I have to say, I am a big fan of the Porsche 944. I bought my first one more than ten years ago, and it was the best daily driver I had ever had. Since then, I owned a total of six of them, putting a combined over 250K miles on them, including 92k miles on one alone.
I don't care if they are not fast by today's standards. I don't care if their market value is so low. Intrinsically, as a car, they are great machines:
- high quality parts, materials, fittings, etc., throughout
- galvanized bodies
- excellent safety ratings in their day
- great fuel economy for a sports car
- comfortable on long trips
- easy to drive in city traffic
- great visibility
- very practical
- excellent handling
- excellent brakes
- general longevity and heavy duty nature
- engine sounds cool
- purposeful styling
- fun and reliable
- a thoroughbred, as it is the progeny of a LeMans racer
Some of the late 944s (like S2 cabriolets and Turbo S models) are very exquisite, but even the most humble of 944s (like, say, a 1984 model with "cookie cutter" wheels) is a pleasure to drive and a respectable car.

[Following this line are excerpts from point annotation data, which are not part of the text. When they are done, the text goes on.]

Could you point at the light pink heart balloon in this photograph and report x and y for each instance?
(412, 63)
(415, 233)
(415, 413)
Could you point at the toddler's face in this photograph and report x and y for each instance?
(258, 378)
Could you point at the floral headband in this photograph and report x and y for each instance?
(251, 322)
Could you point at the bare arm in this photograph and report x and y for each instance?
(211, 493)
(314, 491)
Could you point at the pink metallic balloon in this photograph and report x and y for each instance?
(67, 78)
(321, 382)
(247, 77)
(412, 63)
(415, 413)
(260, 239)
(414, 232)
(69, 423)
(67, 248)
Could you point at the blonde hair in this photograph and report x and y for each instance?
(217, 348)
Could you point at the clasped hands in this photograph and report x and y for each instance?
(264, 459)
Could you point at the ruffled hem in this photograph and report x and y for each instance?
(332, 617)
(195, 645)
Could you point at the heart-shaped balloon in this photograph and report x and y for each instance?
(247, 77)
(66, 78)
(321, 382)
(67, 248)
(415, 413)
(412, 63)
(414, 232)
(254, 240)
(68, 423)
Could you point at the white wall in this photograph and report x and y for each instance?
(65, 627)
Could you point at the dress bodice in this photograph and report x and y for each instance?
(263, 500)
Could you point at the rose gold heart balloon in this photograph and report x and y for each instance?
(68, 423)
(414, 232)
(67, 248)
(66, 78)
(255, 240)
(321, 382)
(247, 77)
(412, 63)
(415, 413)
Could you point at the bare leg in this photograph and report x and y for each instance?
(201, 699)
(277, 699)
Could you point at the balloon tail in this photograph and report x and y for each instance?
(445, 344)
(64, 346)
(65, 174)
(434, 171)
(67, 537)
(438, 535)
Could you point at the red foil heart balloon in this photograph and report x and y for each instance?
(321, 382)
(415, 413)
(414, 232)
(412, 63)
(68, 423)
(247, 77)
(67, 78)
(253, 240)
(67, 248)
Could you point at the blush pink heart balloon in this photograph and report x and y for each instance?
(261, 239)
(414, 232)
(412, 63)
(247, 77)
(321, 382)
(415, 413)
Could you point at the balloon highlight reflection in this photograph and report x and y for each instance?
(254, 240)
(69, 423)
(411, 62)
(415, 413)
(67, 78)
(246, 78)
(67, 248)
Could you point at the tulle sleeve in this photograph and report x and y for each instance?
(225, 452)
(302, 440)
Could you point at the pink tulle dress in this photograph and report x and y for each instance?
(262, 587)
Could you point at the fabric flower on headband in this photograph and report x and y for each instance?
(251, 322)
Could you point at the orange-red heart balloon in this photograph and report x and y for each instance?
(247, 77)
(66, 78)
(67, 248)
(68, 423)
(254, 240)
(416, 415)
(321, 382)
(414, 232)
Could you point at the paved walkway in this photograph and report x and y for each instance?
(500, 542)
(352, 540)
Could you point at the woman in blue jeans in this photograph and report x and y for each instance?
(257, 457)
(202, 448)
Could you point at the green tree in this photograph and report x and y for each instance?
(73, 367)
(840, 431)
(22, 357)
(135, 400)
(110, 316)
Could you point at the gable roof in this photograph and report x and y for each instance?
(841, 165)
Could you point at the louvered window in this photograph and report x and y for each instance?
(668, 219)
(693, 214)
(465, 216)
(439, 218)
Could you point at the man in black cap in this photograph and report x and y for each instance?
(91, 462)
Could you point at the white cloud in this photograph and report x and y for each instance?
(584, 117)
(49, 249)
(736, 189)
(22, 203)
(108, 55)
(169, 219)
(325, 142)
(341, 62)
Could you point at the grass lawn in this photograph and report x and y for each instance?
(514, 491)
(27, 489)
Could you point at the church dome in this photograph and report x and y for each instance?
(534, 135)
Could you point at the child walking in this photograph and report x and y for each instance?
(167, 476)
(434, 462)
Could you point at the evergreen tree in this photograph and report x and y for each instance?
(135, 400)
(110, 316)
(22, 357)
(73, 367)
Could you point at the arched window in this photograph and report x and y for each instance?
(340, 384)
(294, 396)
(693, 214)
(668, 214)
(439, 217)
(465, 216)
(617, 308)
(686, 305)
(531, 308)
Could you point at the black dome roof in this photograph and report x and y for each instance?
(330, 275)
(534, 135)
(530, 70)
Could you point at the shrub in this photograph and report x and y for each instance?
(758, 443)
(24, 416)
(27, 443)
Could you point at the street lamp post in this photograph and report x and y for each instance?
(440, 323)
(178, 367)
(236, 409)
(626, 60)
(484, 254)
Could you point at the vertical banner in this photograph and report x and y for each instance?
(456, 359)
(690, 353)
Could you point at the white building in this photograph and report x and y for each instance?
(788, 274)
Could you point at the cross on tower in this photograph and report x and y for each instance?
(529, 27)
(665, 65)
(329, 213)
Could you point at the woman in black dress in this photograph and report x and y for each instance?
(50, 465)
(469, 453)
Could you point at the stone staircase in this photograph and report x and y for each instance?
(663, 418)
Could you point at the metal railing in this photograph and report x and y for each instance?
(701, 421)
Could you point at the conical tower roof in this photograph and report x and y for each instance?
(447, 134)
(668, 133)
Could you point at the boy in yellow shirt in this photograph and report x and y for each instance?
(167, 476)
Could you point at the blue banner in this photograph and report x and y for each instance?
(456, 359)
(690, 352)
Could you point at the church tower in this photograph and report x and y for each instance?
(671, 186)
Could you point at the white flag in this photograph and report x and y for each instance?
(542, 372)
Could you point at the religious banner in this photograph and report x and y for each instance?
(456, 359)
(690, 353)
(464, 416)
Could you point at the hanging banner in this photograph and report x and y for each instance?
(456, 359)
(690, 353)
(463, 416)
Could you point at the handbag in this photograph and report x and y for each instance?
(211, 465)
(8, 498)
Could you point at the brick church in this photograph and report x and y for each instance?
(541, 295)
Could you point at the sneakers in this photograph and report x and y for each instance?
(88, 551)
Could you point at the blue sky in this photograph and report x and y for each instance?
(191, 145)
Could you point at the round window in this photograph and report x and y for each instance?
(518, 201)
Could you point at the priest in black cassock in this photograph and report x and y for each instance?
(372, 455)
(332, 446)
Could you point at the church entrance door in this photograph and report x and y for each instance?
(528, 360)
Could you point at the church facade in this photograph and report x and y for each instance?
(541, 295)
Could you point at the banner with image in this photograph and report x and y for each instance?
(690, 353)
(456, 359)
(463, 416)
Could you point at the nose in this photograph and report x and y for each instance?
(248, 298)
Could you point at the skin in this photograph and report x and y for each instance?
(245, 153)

With that said, today I picked up my 7th 944: A very simple silver on black example to use as my daily driver when I start my new job (and no longer have a company-provided car) in January:
Awful picture, I know. It is the seller's photo. Dirty and wet in the photo; doesn't do the car justice.
Same thing with the interior shot; The glare of the camera flash deceives. In real life it looks fine. Will post better pics soon...
The engine bay, too, looks better in person. But note the clear brake fluid with the date (June 08) written on the reservoir, the genuine Porsche battery, the presence of all of the little rubber grommets, and overall good order of the engine bay. Not bad for an unrestored 25 year old car that has been used only as transportation.
It is a 1984 model whose options include leather seats, rear wiper, and limited-slip differential. (Those last two are perfect for winter!) It has 65k original miles (which is low compared to most 944s), everything works, full service history, all service up to date, no leaks, no stories. The seller included some much better looking "phone dial" wheels in place of the "cookie cutter" wheels that are on it.
The car's history is ideal for an old car: One couple bought it new from a dealership in the Detroit area where they have been long-time customers. They had all of the service performed there and the same technician has been servicing it for over 20 years now
. In April of this year, they were done with it and came to trade it in to buy a new Porsche, and the technician who had serviced it all these years bought it. He has been driving it daily, but has too many other cars and just didn't need it.
Buying the car from this gentleman was a pleasure. He lives farther north of Detroit, so he brought it to the dealership (which is closer for me). When I arrived there, he pulled it into the service area and raised it on a lift for me to inspect. We went over the car's service history, he was gracious in answering all of my questions, printed a carfax report from one of the sales guys, and we went on a test drive long enough to satisfy all of my concerns (and we discussed the bits of the car during the drive). His price was fair, I paid him cash, shook his hand, and thanked him for making the process of inspecting and purchasing the car a pleasurable one.
I drove the car home in the afternoon traffic with a big smile on my face, confident and comfortable in my new-to-me old car. Tomorrow I will put the Nokian Hakka RSis from my white 1985.5 944 (already on phone dials) onto this car, and begin enjoying it daily in the winter.
I like my old cars. I have a lot of fun with them, and this one -- both the car and the experience of buying it -- has made me particularly happy, as simple and plain as it is.